Dressed in a light-up tennis skirt with matching hair extensions, Perry began the show with high energy and beat-heavy reworkings of Roar, Part Of Me and power ballad Wide Awake, interspersed with shouted platitudes about "loving yourself" and "forgetting your Instagram". The whole effect was that of a cross between a warehouse rave and an exercise video from the 1990s, and just about as soulless.

That was until the props came out: a giant mechanical horse in Egyptian headdress for Dark Horse, mummified dancers camping it up to I Kissed A Girl and a spaceship sturdy enough to hold three dancers and stage a mock-abduction during ET. Raps by Juicy J and Kanye West were piped in accompanied by cheesy onscreen visuals, but the effect wasn't enough to spoil the fun.

Still, Perry was at her best when the fireworks were turned off, giving her time to interact with and charm the crowd in her Little Pink Riding Hood dress. Prism closer By The Grace Of God was performed beautifully with just a piano and backing singers, while a self-accompanied acoustic guitar version of The One That Got Away was an easy highlight.

Chick Lyall Quintet

Glasgow Art Club

Rob Adams

Chick Lyall has been a significant presence, as both pianist and composer, on the Scottish jazz scene for the better part of 30 years now and in that time he's shown a sound grasp of a wide range of the music that falls within the jazz umbrella, from the purely acoustic to both the groovily accessible and the more experimental electronic departments.

Although the electronic sides were absent, Lyall still showcased quite a variety of his tastes, easefully straddling the American and European schools of jazz, in this agreeable session as part of Bridge Music's continuing Jazz Thursdays series.

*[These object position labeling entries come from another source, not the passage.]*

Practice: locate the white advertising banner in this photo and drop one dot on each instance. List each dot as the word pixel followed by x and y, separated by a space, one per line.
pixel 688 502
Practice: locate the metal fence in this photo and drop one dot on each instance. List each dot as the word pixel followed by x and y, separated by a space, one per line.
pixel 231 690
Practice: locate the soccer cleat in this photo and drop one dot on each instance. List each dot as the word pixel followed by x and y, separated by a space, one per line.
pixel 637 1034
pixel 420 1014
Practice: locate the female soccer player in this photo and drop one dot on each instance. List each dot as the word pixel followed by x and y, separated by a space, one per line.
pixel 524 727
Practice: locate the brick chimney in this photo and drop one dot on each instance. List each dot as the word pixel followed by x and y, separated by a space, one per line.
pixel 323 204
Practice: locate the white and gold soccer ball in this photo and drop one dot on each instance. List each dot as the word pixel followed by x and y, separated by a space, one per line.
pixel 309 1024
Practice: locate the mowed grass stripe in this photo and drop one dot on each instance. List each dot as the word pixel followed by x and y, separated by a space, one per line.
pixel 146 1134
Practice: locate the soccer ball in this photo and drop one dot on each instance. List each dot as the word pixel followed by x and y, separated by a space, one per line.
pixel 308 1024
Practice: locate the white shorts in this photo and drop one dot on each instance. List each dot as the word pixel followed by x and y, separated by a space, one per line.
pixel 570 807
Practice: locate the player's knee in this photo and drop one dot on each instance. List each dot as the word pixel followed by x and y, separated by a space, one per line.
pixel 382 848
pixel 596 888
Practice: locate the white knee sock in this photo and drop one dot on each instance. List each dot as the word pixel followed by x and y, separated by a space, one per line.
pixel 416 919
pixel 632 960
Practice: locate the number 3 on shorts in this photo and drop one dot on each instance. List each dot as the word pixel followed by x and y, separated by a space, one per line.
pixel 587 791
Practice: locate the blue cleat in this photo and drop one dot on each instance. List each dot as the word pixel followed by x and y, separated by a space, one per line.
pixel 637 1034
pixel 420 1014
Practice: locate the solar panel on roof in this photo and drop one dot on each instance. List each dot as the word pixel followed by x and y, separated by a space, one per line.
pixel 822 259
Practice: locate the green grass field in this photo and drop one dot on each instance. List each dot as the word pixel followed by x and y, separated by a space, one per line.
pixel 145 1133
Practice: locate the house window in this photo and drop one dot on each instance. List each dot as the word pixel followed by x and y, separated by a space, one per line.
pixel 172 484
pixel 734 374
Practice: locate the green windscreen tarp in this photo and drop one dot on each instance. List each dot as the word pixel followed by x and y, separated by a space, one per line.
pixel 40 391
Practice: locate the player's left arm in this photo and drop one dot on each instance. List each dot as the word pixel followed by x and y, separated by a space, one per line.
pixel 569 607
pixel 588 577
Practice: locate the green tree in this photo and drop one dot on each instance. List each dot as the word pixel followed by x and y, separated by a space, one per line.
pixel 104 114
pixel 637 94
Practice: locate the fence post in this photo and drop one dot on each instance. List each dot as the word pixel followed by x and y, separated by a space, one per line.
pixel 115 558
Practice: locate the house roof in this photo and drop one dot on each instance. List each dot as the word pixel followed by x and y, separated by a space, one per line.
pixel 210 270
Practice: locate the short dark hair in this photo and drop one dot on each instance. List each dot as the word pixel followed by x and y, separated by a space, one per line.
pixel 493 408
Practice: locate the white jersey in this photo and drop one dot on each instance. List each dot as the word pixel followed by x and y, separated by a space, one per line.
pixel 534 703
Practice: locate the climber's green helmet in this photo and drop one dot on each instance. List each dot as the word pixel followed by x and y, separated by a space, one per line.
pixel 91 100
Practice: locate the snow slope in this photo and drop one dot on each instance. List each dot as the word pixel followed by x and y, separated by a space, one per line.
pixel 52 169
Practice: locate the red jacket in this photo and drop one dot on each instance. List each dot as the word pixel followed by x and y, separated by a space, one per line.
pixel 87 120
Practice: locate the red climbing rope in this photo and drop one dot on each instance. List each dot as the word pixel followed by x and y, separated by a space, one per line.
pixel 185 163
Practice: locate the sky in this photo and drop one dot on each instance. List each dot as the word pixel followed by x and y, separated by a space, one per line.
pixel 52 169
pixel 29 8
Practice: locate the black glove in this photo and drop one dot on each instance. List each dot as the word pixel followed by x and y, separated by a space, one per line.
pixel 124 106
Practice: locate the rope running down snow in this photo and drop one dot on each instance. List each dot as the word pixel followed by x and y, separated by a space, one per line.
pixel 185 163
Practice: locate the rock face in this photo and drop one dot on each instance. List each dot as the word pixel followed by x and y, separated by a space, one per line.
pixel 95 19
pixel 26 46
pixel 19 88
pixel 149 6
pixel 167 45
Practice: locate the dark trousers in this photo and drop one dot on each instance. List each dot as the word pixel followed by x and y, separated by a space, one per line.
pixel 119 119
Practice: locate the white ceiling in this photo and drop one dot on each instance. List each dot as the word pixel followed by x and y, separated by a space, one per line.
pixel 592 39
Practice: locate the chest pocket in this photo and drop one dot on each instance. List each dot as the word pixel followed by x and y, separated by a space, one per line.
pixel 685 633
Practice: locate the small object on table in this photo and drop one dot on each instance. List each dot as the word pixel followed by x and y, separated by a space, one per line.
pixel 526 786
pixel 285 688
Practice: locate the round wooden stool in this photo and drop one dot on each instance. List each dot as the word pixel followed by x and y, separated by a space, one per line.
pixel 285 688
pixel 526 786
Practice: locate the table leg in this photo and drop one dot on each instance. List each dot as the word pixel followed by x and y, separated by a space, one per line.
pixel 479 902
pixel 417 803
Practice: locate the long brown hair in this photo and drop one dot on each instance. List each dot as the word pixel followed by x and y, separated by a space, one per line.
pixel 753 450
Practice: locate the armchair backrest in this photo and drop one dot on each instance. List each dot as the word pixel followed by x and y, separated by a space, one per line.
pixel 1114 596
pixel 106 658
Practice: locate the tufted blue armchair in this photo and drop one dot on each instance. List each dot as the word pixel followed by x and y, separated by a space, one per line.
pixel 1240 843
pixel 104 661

From the pre-funk but still decidedly groovy quality of Herbie Hancock's 1960s output to a completely free trio improvisation that touched on stormy tumult and gentle minimalism and on to the elegiac nature of Ralph Towner's lovely Summer's End via some cheery swing from bassist Tom Lyne's pen, this was not a set-list chosen by a leader looking to coast along.

Lyall's players took to the varied menu with accomplishment, with trumpeter Colin Steele moving to flugelhorn for the Towner piece and tenor saxophonist John Burgess showing his cool, almost detached side and his beefy, revelling in the changes mode.

With drummer Stu Brown being his habitual, adaptable self in cahoots with Lyne's sure presence, Lyall was able to demonstrate power, subtlety, a meditational quality and a certain, wry wit.

His own No Laughing Matter turned out to be rather a lachrymose, if attractively so, ballad and Dissonant Blues did exactly what its title promised, ducking and diving with a determination, successfully and enjoyably, to avoid the obvious blues statements.